Haydn wrote the mass in August 1796. At the time, Austria was at war with France and after four years of battles, had remained largely unsuccessful. As France advanced victoriously, the old Holy Roman Empire was in tatters. As Haydn was writing his mass, Austria was under a general mobilization, and the mood in the country was very unsettled.
This is reflected in the music. The Benedictus and Agnus Dei sections have references of battle in them, the Agnus Dei with its threatening timpani motifs (hence the Paukenmesse title) and harsh trumpet fanfares being of particular note.

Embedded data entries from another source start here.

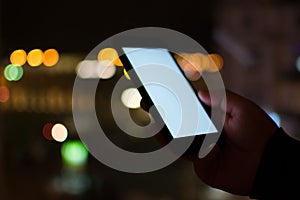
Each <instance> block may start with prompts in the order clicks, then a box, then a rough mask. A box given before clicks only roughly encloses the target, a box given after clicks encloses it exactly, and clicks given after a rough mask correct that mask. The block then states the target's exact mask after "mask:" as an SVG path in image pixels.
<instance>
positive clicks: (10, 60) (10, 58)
mask: <svg viewBox="0 0 300 200" xmlns="http://www.w3.org/2000/svg"><path fill="white" fill-rule="evenodd" d="M26 60H27V54H26V52H25V51H24V50H23V49H18V50H15V51H13V52H12V53H11V55H10V62H11V64H14V65H20V66H22V65H24V64H25V63H26Z"/></svg>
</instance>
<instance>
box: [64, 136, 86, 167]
mask: <svg viewBox="0 0 300 200" xmlns="http://www.w3.org/2000/svg"><path fill="white" fill-rule="evenodd" d="M61 155H62V158H63V161H64V163H65V164H67V165H69V166H72V167H79V166H82V165H84V164H86V163H87V160H88V151H87V149H86V147H85V145H84V144H83V143H82V142H81V141H79V140H72V141H67V142H65V143H63V145H62V148H61Z"/></svg>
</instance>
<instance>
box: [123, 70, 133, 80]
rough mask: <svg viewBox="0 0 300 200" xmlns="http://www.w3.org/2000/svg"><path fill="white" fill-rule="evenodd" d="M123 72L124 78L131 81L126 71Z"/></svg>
mask: <svg viewBox="0 0 300 200" xmlns="http://www.w3.org/2000/svg"><path fill="white" fill-rule="evenodd" d="M123 72H124V75H125V77H126V78H127V79H128V80H131V79H130V76H129V74H128V73H127V71H126V69H123Z"/></svg>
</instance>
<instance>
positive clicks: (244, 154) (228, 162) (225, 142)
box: [192, 91, 278, 195]
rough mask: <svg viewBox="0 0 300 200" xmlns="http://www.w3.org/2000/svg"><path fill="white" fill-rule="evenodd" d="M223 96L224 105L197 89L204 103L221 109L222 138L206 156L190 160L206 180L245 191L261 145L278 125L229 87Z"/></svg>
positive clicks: (277, 127) (232, 191)
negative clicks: (198, 91)
mask: <svg viewBox="0 0 300 200" xmlns="http://www.w3.org/2000/svg"><path fill="white" fill-rule="evenodd" d="M226 96H227V101H226V102H227V103H226V104H227V105H224V104H225V103H224V101H223V100H222V99H214V100H213V101H211V99H210V97H209V94H208V92H204V91H203V92H199V97H200V99H201V100H202V101H203V102H204V103H205V104H207V105H209V106H213V107H218V108H220V109H222V110H223V111H225V112H226V118H225V124H224V128H223V132H222V137H221V138H222V140H221V141H220V142H219V143H217V144H216V145H215V147H214V148H213V149H212V151H211V152H210V153H209V154H208V155H207V156H206V157H204V158H202V159H199V158H194V159H193V160H192V161H193V163H194V168H195V172H196V173H197V175H198V176H199V178H200V179H201V180H203V181H204V182H205V183H206V184H208V185H210V186H212V187H215V188H218V189H222V190H224V191H227V192H230V193H233V194H238V195H249V193H250V191H251V188H252V185H253V182H254V179H255V175H256V171H257V169H258V166H259V163H260V160H261V157H262V154H263V151H264V148H265V146H266V144H267V142H268V140H269V139H270V138H271V136H272V135H273V133H274V132H275V131H276V129H277V128H278V127H277V125H276V124H275V123H274V122H273V120H272V119H271V118H270V117H269V116H268V115H267V114H266V113H265V112H264V111H263V110H262V109H261V108H260V107H259V106H258V105H256V104H255V103H253V102H251V101H250V100H247V99H245V98H243V97H241V96H239V95H237V94H234V93H232V92H230V91H226ZM225 108H226V110H225ZM221 138H220V139H221Z"/></svg>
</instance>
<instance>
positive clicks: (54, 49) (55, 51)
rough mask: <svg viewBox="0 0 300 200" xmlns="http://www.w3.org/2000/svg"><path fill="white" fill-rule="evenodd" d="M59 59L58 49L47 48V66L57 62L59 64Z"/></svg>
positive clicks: (48, 66)
mask: <svg viewBox="0 0 300 200" xmlns="http://www.w3.org/2000/svg"><path fill="white" fill-rule="evenodd" d="M58 60H59V53H58V52H57V50H56V49H47V50H46V51H45V52H44V61H43V63H44V65H45V66H46V67H52V66H54V65H55V64H57V62H58Z"/></svg>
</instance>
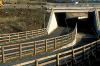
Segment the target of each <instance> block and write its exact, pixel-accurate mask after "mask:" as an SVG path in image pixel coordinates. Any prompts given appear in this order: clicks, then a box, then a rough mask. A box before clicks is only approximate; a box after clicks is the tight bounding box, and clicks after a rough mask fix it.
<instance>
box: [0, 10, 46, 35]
mask: <svg viewBox="0 0 100 66" xmlns="http://www.w3.org/2000/svg"><path fill="white" fill-rule="evenodd" d="M43 16H44V14H43V12H42V10H41V9H1V10H0V33H12V32H20V31H27V30H33V29H39V28H43V24H44V23H43V21H44V18H43Z"/></svg>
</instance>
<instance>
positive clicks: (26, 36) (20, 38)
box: [0, 28, 46, 44]
mask: <svg viewBox="0 0 100 66" xmlns="http://www.w3.org/2000/svg"><path fill="white" fill-rule="evenodd" d="M45 34H46V28H43V29H38V30H31V31H25V32H18V33H10V34H0V44H4V43H8V42H12V41H16V40H22V39H23V40H24V39H29V38H36V37H39V36H43V35H45Z"/></svg>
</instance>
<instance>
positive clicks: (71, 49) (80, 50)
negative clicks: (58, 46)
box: [13, 39, 100, 66]
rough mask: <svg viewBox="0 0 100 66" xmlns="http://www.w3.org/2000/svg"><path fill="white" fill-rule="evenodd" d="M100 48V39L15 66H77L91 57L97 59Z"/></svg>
mask: <svg viewBox="0 0 100 66" xmlns="http://www.w3.org/2000/svg"><path fill="white" fill-rule="evenodd" d="M99 48H100V39H99V40H97V41H94V42H92V43H89V44H86V45H83V46H80V47H77V48H73V47H72V49H71V50H68V51H65V52H61V53H58V54H54V55H50V56H47V57H43V58H39V59H36V60H32V61H27V62H24V63H20V64H16V65H13V66H25V65H29V64H32V66H48V65H50V64H51V66H52V65H58V66H59V65H62V64H68V63H71V64H77V63H80V62H82V61H84V60H86V59H89V57H90V55H92V56H93V57H96V56H95V54H96V52H97V50H98V49H99Z"/></svg>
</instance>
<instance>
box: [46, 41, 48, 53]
mask: <svg viewBox="0 0 100 66" xmlns="http://www.w3.org/2000/svg"><path fill="white" fill-rule="evenodd" d="M45 51H46V52H47V51H48V50H47V40H45Z"/></svg>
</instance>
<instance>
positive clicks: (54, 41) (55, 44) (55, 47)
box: [54, 38, 56, 49]
mask: <svg viewBox="0 0 100 66" xmlns="http://www.w3.org/2000/svg"><path fill="white" fill-rule="evenodd" d="M54 49H56V38H54Z"/></svg>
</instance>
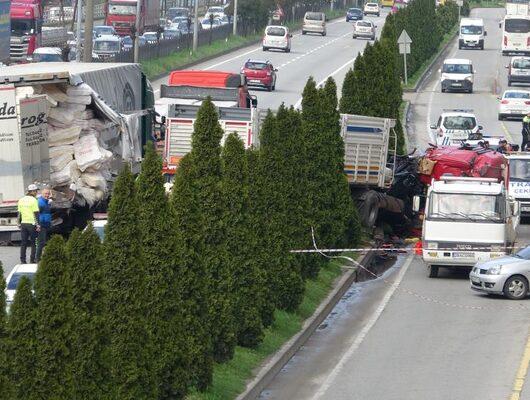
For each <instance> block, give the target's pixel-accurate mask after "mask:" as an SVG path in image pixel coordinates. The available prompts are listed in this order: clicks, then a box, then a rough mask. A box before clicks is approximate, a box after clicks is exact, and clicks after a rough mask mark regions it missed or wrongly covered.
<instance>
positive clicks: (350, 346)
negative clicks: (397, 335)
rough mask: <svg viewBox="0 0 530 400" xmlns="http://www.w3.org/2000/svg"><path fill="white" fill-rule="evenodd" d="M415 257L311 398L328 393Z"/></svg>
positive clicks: (386, 295) (388, 292) (385, 303)
mask: <svg viewBox="0 0 530 400" xmlns="http://www.w3.org/2000/svg"><path fill="white" fill-rule="evenodd" d="M413 259H414V255H410V256H409V258H407V261H405V264H404V265H403V267H401V270H400V271H399V273H398V276H397V277H396V280H395V282H394V284H393V285H392V286H391V287H390V289H389V290H388V292H387V293H386V294H385V297H383V300H381V303H380V304H379V306H378V307H377V310H376V311H375V313H374V314H373V315H372V317H371V318H370V320H369V321H368V323H367V324H366V325H365V326H364V328H363V329H362V330H361V332H359V334H358V335H357V337H356V338H355V341H354V342H353V343H352V345H351V346H350V347H349V348H348V350H347V351H346V353H344V354H343V356H342V357H341V359H340V360H339V362H338V363H337V364H335V367H334V368H333V370H332V371H331V373H330V374H329V375H328V376H327V377H326V380H325V381H324V382H323V383H322V384H321V385H320V388H319V389H318V391H317V392H316V393H315V394H314V395H313V397H312V398H311V400H318V399H320V398H322V396H324V395H325V394H326V392H327V390H328V389H329V388H330V387H331V385H332V383H333V381H334V380H335V379H336V378H337V376H338V375H339V374H340V372H341V371H342V369H343V368H344V367H345V365H346V363H347V362H348V361H349V360H350V358H351V357H352V356H353V354H354V353H355V352H356V351H357V349H358V348H359V346H360V345H361V343H362V342H363V341H364V339H365V338H366V336H367V335H368V332H370V330H371V329H372V327H373V326H374V325H375V323H376V322H377V320H378V319H379V317H380V316H381V314H382V313H383V311H384V310H385V308H386V306H387V304H388V303H389V301H390V299H391V298H392V295H393V294H394V292H395V291H396V289H397V288H398V286H399V284H400V283H401V281H402V280H403V277H404V276H405V273H406V272H407V270H408V269H409V266H410V264H411V263H412V260H413Z"/></svg>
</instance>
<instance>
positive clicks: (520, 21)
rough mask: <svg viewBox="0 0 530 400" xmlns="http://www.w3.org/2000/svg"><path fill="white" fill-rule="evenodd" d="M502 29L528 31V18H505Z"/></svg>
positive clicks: (519, 30) (506, 29) (509, 31)
mask: <svg viewBox="0 0 530 400" xmlns="http://www.w3.org/2000/svg"><path fill="white" fill-rule="evenodd" d="M504 30H505V31H506V32H508V33H528V32H530V20H528V19H511V18H510V19H507V20H505V21H504Z"/></svg>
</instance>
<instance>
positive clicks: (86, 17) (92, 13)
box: [83, 0, 94, 62]
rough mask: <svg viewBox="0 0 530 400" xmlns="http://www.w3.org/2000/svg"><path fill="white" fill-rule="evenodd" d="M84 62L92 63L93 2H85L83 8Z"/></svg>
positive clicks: (93, 22)
mask: <svg viewBox="0 0 530 400" xmlns="http://www.w3.org/2000/svg"><path fill="white" fill-rule="evenodd" d="M85 14H86V16H85V37H84V38H83V40H84V42H85V44H84V47H83V48H84V50H85V51H84V54H83V61H84V62H92V31H93V30H94V0H86V6H85Z"/></svg>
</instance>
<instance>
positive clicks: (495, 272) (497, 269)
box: [487, 265, 502, 275]
mask: <svg viewBox="0 0 530 400" xmlns="http://www.w3.org/2000/svg"><path fill="white" fill-rule="evenodd" d="M501 271H502V265H496V266H494V267H491V268H490V269H488V272H487V275H500V273H501Z"/></svg>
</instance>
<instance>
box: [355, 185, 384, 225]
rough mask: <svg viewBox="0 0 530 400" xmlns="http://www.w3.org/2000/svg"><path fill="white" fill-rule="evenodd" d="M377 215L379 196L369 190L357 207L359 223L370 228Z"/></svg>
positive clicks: (377, 215)
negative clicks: (368, 191)
mask: <svg viewBox="0 0 530 400" xmlns="http://www.w3.org/2000/svg"><path fill="white" fill-rule="evenodd" d="M378 215H379V197H378V196H377V192H374V191H371V192H368V193H366V195H365V196H364V199H363V200H362V203H361V205H360V207H359V217H360V218H361V223H362V224H363V225H364V226H365V227H367V228H372V227H373V226H374V225H375V223H376V221H377V217H378Z"/></svg>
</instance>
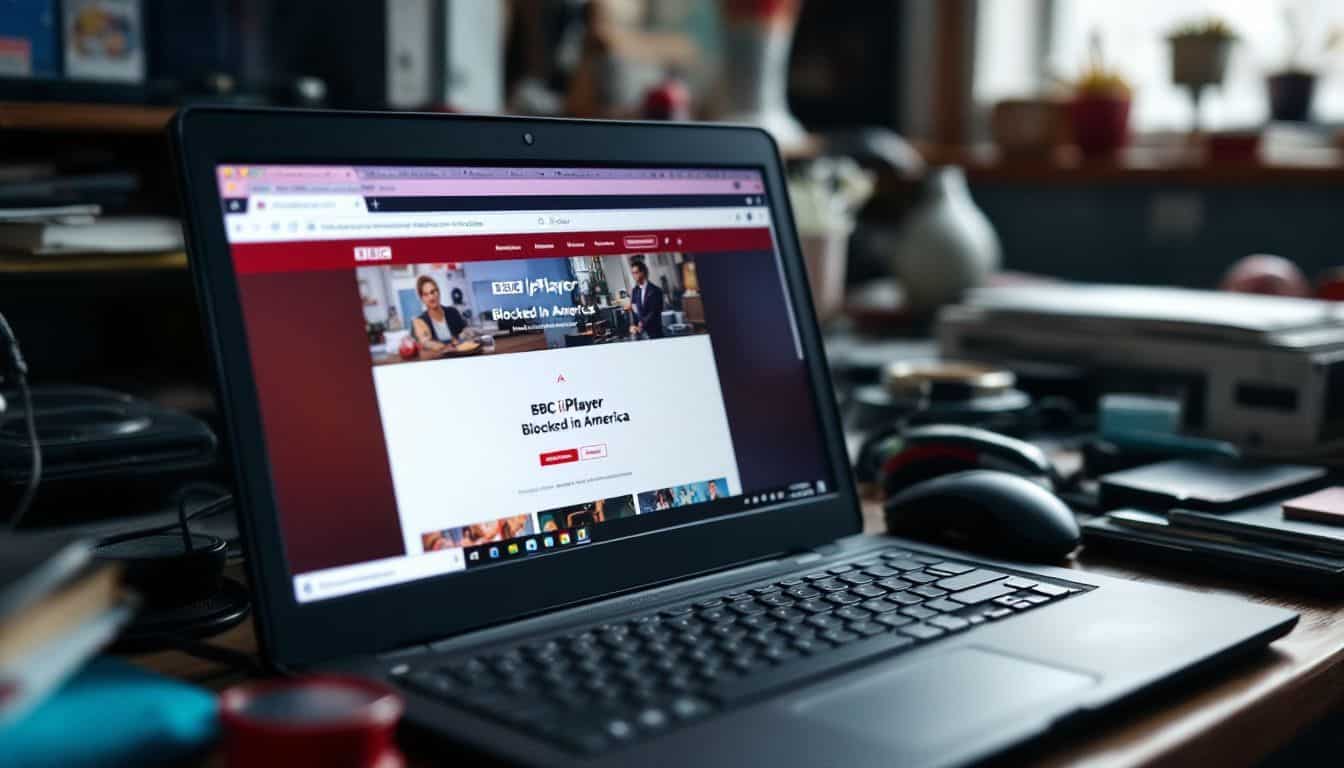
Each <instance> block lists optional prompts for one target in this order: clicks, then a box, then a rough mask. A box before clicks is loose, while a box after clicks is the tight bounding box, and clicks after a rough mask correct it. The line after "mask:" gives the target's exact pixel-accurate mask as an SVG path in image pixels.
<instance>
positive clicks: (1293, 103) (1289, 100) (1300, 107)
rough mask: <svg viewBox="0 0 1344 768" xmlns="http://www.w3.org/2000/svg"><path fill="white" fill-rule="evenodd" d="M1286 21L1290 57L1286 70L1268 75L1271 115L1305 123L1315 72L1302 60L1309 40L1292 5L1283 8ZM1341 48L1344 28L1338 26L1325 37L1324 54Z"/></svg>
mask: <svg viewBox="0 0 1344 768" xmlns="http://www.w3.org/2000/svg"><path fill="white" fill-rule="evenodd" d="M1284 24H1285V26H1286V27H1288V58H1286V59H1285V63H1284V69H1281V70H1279V71H1277V73H1271V74H1270V75H1269V77H1267V78H1265V81H1266V85H1267V87H1269V114H1270V120H1281V121H1286V122H1306V121H1308V120H1309V118H1310V114H1312V97H1313V94H1314V91H1316V73H1314V71H1312V69H1310V66H1309V65H1308V63H1306V62H1304V61H1302V55H1304V52H1305V51H1306V50H1308V46H1306V39H1305V36H1304V34H1302V26H1301V23H1300V22H1298V17H1297V13H1294V12H1293V9H1292V8H1288V9H1285V11H1284ZM1340 48H1344V30H1340V28H1335V30H1333V31H1332V32H1331V34H1329V35H1328V36H1327V39H1325V44H1324V46H1322V50H1321V52H1322V56H1324V55H1329V54H1331V52H1335V51H1337V50H1340Z"/></svg>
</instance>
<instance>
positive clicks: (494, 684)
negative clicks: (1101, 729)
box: [391, 549, 1087, 753]
mask: <svg viewBox="0 0 1344 768" xmlns="http://www.w3.org/2000/svg"><path fill="white" fill-rule="evenodd" d="M1083 589H1087V588H1083V586H1081V585H1070V584H1058V582H1054V581H1043V580H1040V578H1039V577H1035V576H1031V577H1027V576H1013V574H1009V573H1003V572H997V570H993V569H989V568H980V566H976V565H972V564H969V562H961V561H949V560H946V558H941V557H931V555H926V554H922V553H918V551H910V550H903V549H887V550H880V551H878V553H870V554H864V555H863V557H860V558H857V560H855V561H851V562H845V564H840V565H832V566H828V568H827V569H825V570H817V572H814V573H806V574H802V576H797V577H793V578H784V580H780V581H774V582H767V584H759V585H753V586H750V588H747V589H741V590H737V592H727V593H723V594H719V596H714V597H707V599H700V600H695V601H688V603H684V604H679V605H673V607H671V608H665V609H661V611H657V612H650V613H644V615H637V616H634V617H633V619H628V620H620V621H607V623H603V624H598V625H593V627H589V628H583V629H575V631H569V632H564V633H559V635H555V636H547V638H542V639H536V640H531V642H526V643H521V644H517V646H513V647H508V648H503V650H492V651H489V652H480V654H476V655H461V656H446V658H445V656H439V658H435V659H433V660H426V662H413V663H398V664H396V666H395V667H392V670H391V674H392V679H394V681H395V682H396V683H398V685H402V686H405V687H407V689H411V690H415V691H419V693H422V694H426V695H430V697H434V698H441V699H444V701H446V702H449V703H453V705H456V706H462V707H466V709H470V710H473V712H477V713H480V714H482V716H487V717H491V718H495V720H497V721H501V722H504V724H507V725H511V726H515V728H520V729H526V730H528V732H530V733H539V734H542V736H543V737H546V738H550V740H552V741H555V742H558V744H562V745H564V746H566V748H569V749H573V751H578V752H586V753H594V752H603V751H606V749H612V748H617V746H621V745H624V744H630V742H634V741H637V740H641V738H645V737H650V736H656V734H659V733H664V732H667V730H668V729H673V728H677V726H679V725H683V724H688V722H692V721H695V720H699V718H702V717H706V716H708V714H712V713H715V712H720V710H723V709H731V707H734V706H737V705H741V703H745V702H749V701H753V699H757V698H761V697H765V695H769V694H771V693H774V691H778V690H785V689H789V687H793V686H797V685H800V683H802V682H805V681H808V679H810V678H814V677H817V675H821V674H827V673H832V671H836V670H840V668H843V667H845V666H849V664H855V663H859V662H864V660H868V659H872V658H874V656H876V655H887V654H894V652H900V651H907V650H911V648H917V647H921V646H923V644H926V643H933V642H937V640H938V639H941V638H946V636H949V635H953V633H956V632H962V631H965V629H969V628H972V627H974V625H977V624H982V623H985V621H996V620H1000V619H1004V617H1008V616H1012V615H1013V613H1017V612H1021V611H1030V609H1032V608H1036V607H1039V605H1044V604H1047V603H1051V601H1056V600H1060V599H1064V597H1068V596H1070V594H1073V593H1078V592H1082V590H1083Z"/></svg>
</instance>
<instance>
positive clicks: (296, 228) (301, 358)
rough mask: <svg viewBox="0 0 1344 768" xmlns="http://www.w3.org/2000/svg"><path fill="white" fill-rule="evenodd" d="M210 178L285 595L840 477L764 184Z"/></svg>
mask: <svg viewBox="0 0 1344 768" xmlns="http://www.w3.org/2000/svg"><path fill="white" fill-rule="evenodd" d="M216 175H218V184H219V194H220V200H222V208H223V217H224V229H226V233H227V237H228V241H230V249H231V256H233V264H234V269H235V273H237V276H238V286H239V297H241V301H242V308H243V317H245V324H246V332H247V346H249V352H250V355H251V358H253V369H254V374H255V386H257V395H258V401H259V405H261V410H262V421H263V429H265V433H266V444H267V452H269V460H270V468H271V480H273V484H274V492H276V503H277V507H278V511H280V523H281V530H282V535H284V539H285V541H284V543H285V553H286V558H288V562H289V568H290V570H292V576H293V580H294V590H296V596H297V599H298V600H300V601H312V600H323V599H331V597H339V596H343V594H351V593H356V592H363V590H367V589H375V588H379V586H387V585H391V584H398V582H403V581H410V580H415V578H426V577H435V576H442V574H449V573H454V572H464V570H468V569H477V568H492V566H507V564H509V562H516V561H520V560H524V558H531V557H548V555H560V557H562V555H563V553H564V551H571V550H574V549H577V547H583V546H594V545H598V546H602V545H606V543H609V542H617V541H618V539H621V538H625V537H629V535H634V534H641V533H648V531H652V530H657V529H660V527H668V526H677V525H687V523H694V522H696V521H703V519H708V518H714V516H718V515H724V514H739V512H743V511H751V510H755V508H763V507H766V506H769V504H773V503H781V502H786V500H789V499H797V498H804V496H809V495H816V494H824V492H828V490H829V488H833V487H835V484H833V477H832V469H831V467H829V464H828V461H827V459H825V455H824V447H823V440H821V430H820V425H818V422H817V416H816V413H817V408H816V398H814V393H813V391H812V387H810V385H809V378H808V371H806V366H805V362H804V358H802V346H801V342H800V338H798V332H797V323H796V319H794V315H793V308H792V305H790V303H789V297H788V291H786V285H785V280H784V272H782V266H781V262H780V256H778V250H777V247H775V233H774V230H773V222H771V217H770V206H769V200H767V199H766V192H765V184H763V179H762V175H761V172H759V171H758V169H684V168H677V169H671V168H669V169H661V168H504V167H348V165H241V164H237V165H220V167H219V168H216Z"/></svg>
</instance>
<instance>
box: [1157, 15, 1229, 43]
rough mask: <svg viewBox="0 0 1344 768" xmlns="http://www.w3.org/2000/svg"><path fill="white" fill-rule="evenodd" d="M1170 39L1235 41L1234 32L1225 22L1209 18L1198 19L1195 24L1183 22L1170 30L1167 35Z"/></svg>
mask: <svg viewBox="0 0 1344 768" xmlns="http://www.w3.org/2000/svg"><path fill="white" fill-rule="evenodd" d="M1167 36H1168V38H1171V39H1179V38H1208V39H1214V40H1235V39H1236V32H1234V31H1232V28H1231V27H1230V26H1228V24H1227V22H1224V20H1222V19H1219V17H1216V16H1210V17H1208V19H1200V20H1196V22H1185V23H1184V24H1181V26H1180V27H1176V28H1175V30H1172V32H1171V34H1169V35H1167Z"/></svg>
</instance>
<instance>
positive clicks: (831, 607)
mask: <svg viewBox="0 0 1344 768" xmlns="http://www.w3.org/2000/svg"><path fill="white" fill-rule="evenodd" d="M794 608H797V609H800V611H806V612H808V613H824V612H827V611H831V608H832V607H831V604H829V603H827V601H825V600H804V601H802V603H798V604H797V605H794Z"/></svg>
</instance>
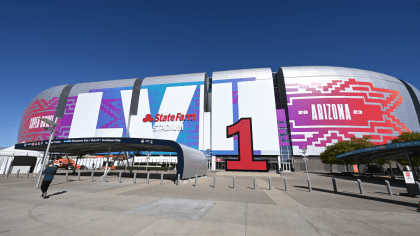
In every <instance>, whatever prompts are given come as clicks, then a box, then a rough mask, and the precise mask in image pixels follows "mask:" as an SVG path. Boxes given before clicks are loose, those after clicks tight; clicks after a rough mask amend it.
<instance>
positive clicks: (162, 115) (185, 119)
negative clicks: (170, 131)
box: [143, 113, 196, 122]
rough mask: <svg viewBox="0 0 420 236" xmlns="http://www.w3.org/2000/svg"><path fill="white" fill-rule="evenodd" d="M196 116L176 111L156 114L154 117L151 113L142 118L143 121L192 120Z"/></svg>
mask: <svg viewBox="0 0 420 236" xmlns="http://www.w3.org/2000/svg"><path fill="white" fill-rule="evenodd" d="M195 118H196V114H185V115H183V114H182V113H177V114H176V115H171V113H169V114H168V115H164V114H159V113H158V114H156V118H155V119H154V118H153V116H152V115H151V114H147V115H146V116H145V117H144V118H143V122H152V121H155V122H163V121H193V120H195Z"/></svg>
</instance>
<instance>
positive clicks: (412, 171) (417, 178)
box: [405, 150, 418, 181]
mask: <svg viewBox="0 0 420 236" xmlns="http://www.w3.org/2000/svg"><path fill="white" fill-rule="evenodd" d="M405 153H406V155H407V159H408V163H410V170H411V171H412V172H413V175H414V181H417V180H418V176H417V173H416V170H415V169H414V166H413V163H412V162H411V157H410V156H409V155H408V151H407V150H405Z"/></svg>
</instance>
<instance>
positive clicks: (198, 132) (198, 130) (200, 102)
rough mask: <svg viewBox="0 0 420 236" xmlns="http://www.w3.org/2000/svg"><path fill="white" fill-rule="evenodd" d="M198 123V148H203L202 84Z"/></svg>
mask: <svg viewBox="0 0 420 236" xmlns="http://www.w3.org/2000/svg"><path fill="white" fill-rule="evenodd" d="M198 125H199V127H198V150H204V148H203V145H204V85H200V121H199V124H198Z"/></svg>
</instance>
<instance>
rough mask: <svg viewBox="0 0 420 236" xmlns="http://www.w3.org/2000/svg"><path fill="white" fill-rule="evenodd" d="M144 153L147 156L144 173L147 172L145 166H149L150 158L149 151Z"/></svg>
mask: <svg viewBox="0 0 420 236" xmlns="http://www.w3.org/2000/svg"><path fill="white" fill-rule="evenodd" d="M146 154H147V157H146V173H147V167H148V166H149V160H150V152H149V151H147V152H146Z"/></svg>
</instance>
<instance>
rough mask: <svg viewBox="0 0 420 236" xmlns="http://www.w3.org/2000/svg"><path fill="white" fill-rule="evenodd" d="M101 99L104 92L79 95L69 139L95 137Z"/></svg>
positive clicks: (73, 117)
mask: <svg viewBox="0 0 420 236" xmlns="http://www.w3.org/2000/svg"><path fill="white" fill-rule="evenodd" d="M101 99H102V92H97V93H81V94H79V96H78V98H77V103H76V108H75V111H74V116H73V121H72V123H71V128H70V133H69V137H68V138H88V137H95V133H96V124H97V122H98V116H99V109H100V106H101Z"/></svg>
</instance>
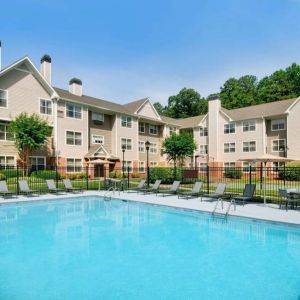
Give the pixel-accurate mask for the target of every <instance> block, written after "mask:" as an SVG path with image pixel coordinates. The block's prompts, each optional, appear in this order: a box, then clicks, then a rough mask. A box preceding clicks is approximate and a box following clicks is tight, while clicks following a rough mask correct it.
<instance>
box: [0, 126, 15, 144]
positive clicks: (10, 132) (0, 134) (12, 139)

But then, as a contrast, the Kyrie, which has sometimes been thought of as a ‘trivial’ in relation to the rest of the mass and its subject, is, at the same time a necessary uplift to a grim time. The opening has an immediate feel of darkness, despite it being in the key of C major. The first clue we have of some light is the obbligato oboe that rises above the chorus. The first soprano solo also changes that opening character.
Haydn: Mass No. 10 in C Major, Hob.XXII:9, “Missa in tempore belli”: Kyrie (Monteverdi Choir; English Baroque Soloists; John Eliot Gardner, cond.)
It is when we get to the end of the mass with the Benedictus (skipping over the Gloria, Credo, and Sanctus), that the darkness returns. The kettle drums have their position in the introduction. The soprano begins alone but instead of joining in, the other three solo voices merely add embellishments to her line. The use of solo voices in what is normally a choral section adds to the solemnity. The constantly falling lines, the running bass lines in the strings, and the accents added by the timpani call to mind earlier music such as the lament, built around similar falling lines.
Haydn: Mass No. 10 in C Major, Hob.XXII:9, “Missa in tempore belli”: Benedictus
It is in the final sections, the Agnus Dei and its Dona Nobis Pacem, that the seriousness comes to the fore. The solemn homophonic opening with all voices, the quiet extended emphasis on the word ‘miserere’ with drums and trumpet in the orchestra and then the growing dynamics and the increasing urgency of the trumpets and drums give this section a wholly urgent meaning.
Haydn: Mass No. 10 in C Major, Hob.XXII:9, “Missa in tempore belli”: Agnus Dei
The triumphal final section, Dona Nobis Pacem, ‘Grant us Peace’, gives us the real goal of the piece. Peace, and with its victory, is to be sought by all combatants.
Haydn: Mass No. 10 in C Major, Hob.XXII:9, “Missa in tempore belli”: Agnus Dei: Dona Nobis Pacem
Despite the dark times and the dark subject, we are left, in the end, with a firm sense of optimism about Austria and her place in the world or the world of war.